A clear net operating income calculation walkthrough — EGI minus operating expenses equals NOI, and exactly what NOI excludes (debt, capex, depreciation, tax).

By Michael Laudino, LFO Capital LLC · Published 2026-06-17

Net operating income (NOI) is effective gross income minus operating expenses: NOI = EGI − operating expenses. It measures a property's unlevered, recurring profitability before financing and capital costs.

NOI is the engine of commercial valuation. Divide it by a cap rate and you get value; multiply value swings by the cap rate and you understand why a small NOI change moves price so much. Because it is calculated before debt, NOI lets two buyers with different loans compare the same asset on equal footing.

What NOI includes is straightforward: all property-level operating revenue (rent plus other income, net of vacancy and credit loss) minus all recurring operating expenses — taxes, insurance, management, utilities, repairs and maintenance, and administrative costs. To see how the revenue side is built, walk through the pro forma guide.

What NOI excludes is where most mistakes happen. NOI does not include debt service (interest and principal), capital expenditures or replacement reserves, depreciation, or income tax. Each of those is either a financing decision, a capital-account item, or a tax artifact — none belongs in a measure meant to isolate operating performance. Folding any of them in either understates or overstates NOI and distorts every downstream metric.

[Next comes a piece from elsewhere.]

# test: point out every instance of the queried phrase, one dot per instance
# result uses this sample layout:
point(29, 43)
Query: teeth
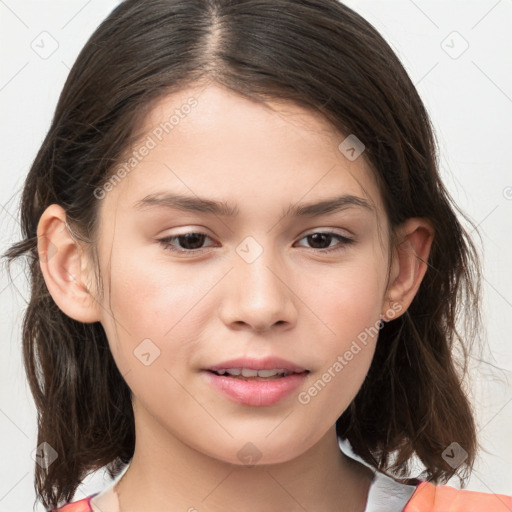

Worked example — EGI to NOI

Line Amount
Effective gross income (EGI) $1,116,000
Less: operating expenses −$502,200
Net operating income (NOI) $613,800

The math: NOI = EGI − operating expenses = $1,116,000 − $502,200 = $613,800. No debt service, no reserves, no depreciation, no tax — those all sit below this line.

The discipline: NOI is unlevered and pre-capital — keep debt, reserves, depreciation, and tax out of it or you'll misprice the deal.

Frequently asked questions

What is the formula for net operating income?

NOI = effective gross income − operating expenses. Effective gross income is gross potential rent minus vacancy plus other income; operating expenses are the recurring costs to run the property.

Does NOI include debt service?

No. NOI is a property-level, unlevered measure. Debt service is a financing cost that sits below the NOI line and varies by buyer, so it is excluded.

Are capital reserves part of NOI?

Conventionally, no — capital reserves and capital expenditures fall below NOI. This is why a pre-reserves NOI drives the headline valuation while post-reserves NOI reflects true cash flow.